The approach to the temple - various photos show the stages of construction prior to the addition of the matte painting.
Upper left - the whole show was a multi camera affair with as many as five cameras covering some scenes; upper right is art director Stephen Gooson with his design team going over concepts for the interiors; lower left is an aerial view of the huge set built at Columbia ranch as it was then known;  lower right Capra and team shooting the arrival.

The departure at night - Shangri-la as seen from the secret passage through the mountain.  This shot is a partial miniature partial glass painting.  The middle mountain with the city is a miniature and the ascending monks with torches are a motorised 'train' system - this in turn was combined with the glass painting of the valley floor and distant mountains.

The miniature of Shangri-la;  Ronald Colman farewelling 'paradise' via a process shot.

The long journey home - I tend to think this upper frame is of a real glacier as snow falls down it.  A number of stock shots and second unit views such as this are featured, often very poorly due to severe grain and mismatch of contrast and film stock etc.
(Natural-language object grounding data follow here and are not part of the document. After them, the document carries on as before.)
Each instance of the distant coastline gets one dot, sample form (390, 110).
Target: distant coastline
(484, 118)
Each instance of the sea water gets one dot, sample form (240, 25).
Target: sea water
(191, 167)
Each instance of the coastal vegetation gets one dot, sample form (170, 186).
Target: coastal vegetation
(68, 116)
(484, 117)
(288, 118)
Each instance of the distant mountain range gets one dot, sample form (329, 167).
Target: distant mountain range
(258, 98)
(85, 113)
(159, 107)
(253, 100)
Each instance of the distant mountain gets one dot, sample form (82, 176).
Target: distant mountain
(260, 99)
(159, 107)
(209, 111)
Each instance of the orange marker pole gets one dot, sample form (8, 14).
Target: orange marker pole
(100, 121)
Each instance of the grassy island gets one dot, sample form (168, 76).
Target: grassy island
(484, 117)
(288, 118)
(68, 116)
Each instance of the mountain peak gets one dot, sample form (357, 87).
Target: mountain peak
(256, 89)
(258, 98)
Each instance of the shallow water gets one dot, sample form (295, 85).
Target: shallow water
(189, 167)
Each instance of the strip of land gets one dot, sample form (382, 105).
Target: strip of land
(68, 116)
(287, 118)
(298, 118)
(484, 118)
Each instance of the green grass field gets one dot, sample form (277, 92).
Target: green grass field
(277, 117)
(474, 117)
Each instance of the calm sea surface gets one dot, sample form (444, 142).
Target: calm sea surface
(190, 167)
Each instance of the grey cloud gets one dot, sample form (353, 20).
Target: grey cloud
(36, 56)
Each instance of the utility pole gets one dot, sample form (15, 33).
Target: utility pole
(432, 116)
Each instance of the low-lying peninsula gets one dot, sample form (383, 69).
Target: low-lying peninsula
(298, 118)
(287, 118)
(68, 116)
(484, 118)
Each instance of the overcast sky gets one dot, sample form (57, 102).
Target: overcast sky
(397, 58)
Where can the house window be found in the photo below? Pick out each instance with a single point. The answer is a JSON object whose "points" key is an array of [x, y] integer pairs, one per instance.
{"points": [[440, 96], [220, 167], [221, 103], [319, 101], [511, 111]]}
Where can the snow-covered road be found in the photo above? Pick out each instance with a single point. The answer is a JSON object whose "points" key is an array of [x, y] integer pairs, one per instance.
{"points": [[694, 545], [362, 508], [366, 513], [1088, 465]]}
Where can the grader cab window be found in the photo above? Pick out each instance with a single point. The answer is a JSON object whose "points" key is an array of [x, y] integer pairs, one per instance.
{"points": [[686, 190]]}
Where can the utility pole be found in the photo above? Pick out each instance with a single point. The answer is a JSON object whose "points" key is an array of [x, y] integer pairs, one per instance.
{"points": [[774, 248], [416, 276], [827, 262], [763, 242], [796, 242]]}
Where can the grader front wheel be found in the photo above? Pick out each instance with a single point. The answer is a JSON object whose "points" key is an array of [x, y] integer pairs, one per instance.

An exquisite matte shot with Colman crossing the glacier - really a beautiful visual effect with moving clouds possibly painted on a second glass positioned behind the main painted glass.
To give an example of the multi-plane effect I feel was used in the above glacier matte this unrelated diagram from an old movie magazine nicely demonstrates the method.

Bedraggled and blistered, Ronald Colman arrives at some semblance of civilisation.  I tend to think this is a matte shot due to the production photo seen here which doesn't show any detail beyond the foreground structure.
The middle shot is a fascinating out take of robed monks climbing a spiral staircase shot directly from below, with what i suspect is a matte painted ceiling atop the set.  Bottom frame is director Capra conferring with another esteemed cinematographer, Joseph Ruttenberg (who did amazing work on MGM's "GASLIGHT").  Ruttenberg was brought on board to reshoot some sequences involving the Lama character - a problematic character to write for, direct and headache inducing for Capra to shoot and edit while still maintaining the audiences' interest as the speeches in those sequences went on for up to forty minutes in the original rough cut.
Of interest here is the World War II re-issue title card whereby Harry Cohn heard a military reference to 'Shangri-la' that stuck in the nations ears so being the shameless opportunist he was he quickly retitled (and radically re-cut) the film to capitalise on this new found 'catchphrase'.  Oddly enough the picture was quite extensively censored to remove the (quote) "pacifist overtones" during WWII with alot of bits of dialogue being trimmed and entirely new plotl ine intertitles substituted.


  1. Totally fascinating! Where are some of these fabulous behind the scenes production shots coming from? Just found your blog and am LOVING it.

  2. Enjoyed the shot of the Columbia (or as Cohn once spelled it, "Colombia") ranch. I was just there today. A big chunk of it is a shopping center now.

  3. Gregory Whitfield2 July 2011 at 06:38

    Through the miracle of Google searching I found your site. After learning that the lamasary in Lost Horizon was a giant set, I wanted to find a picture of the building structure in Burbank at the time. I'm so pleased I found your site as I have learned a great deal about mattes and about moving making. Keep up the good work! Harry Redmond, Jr., (special effects, mentioned above) died on May 23, 2011 at age 101.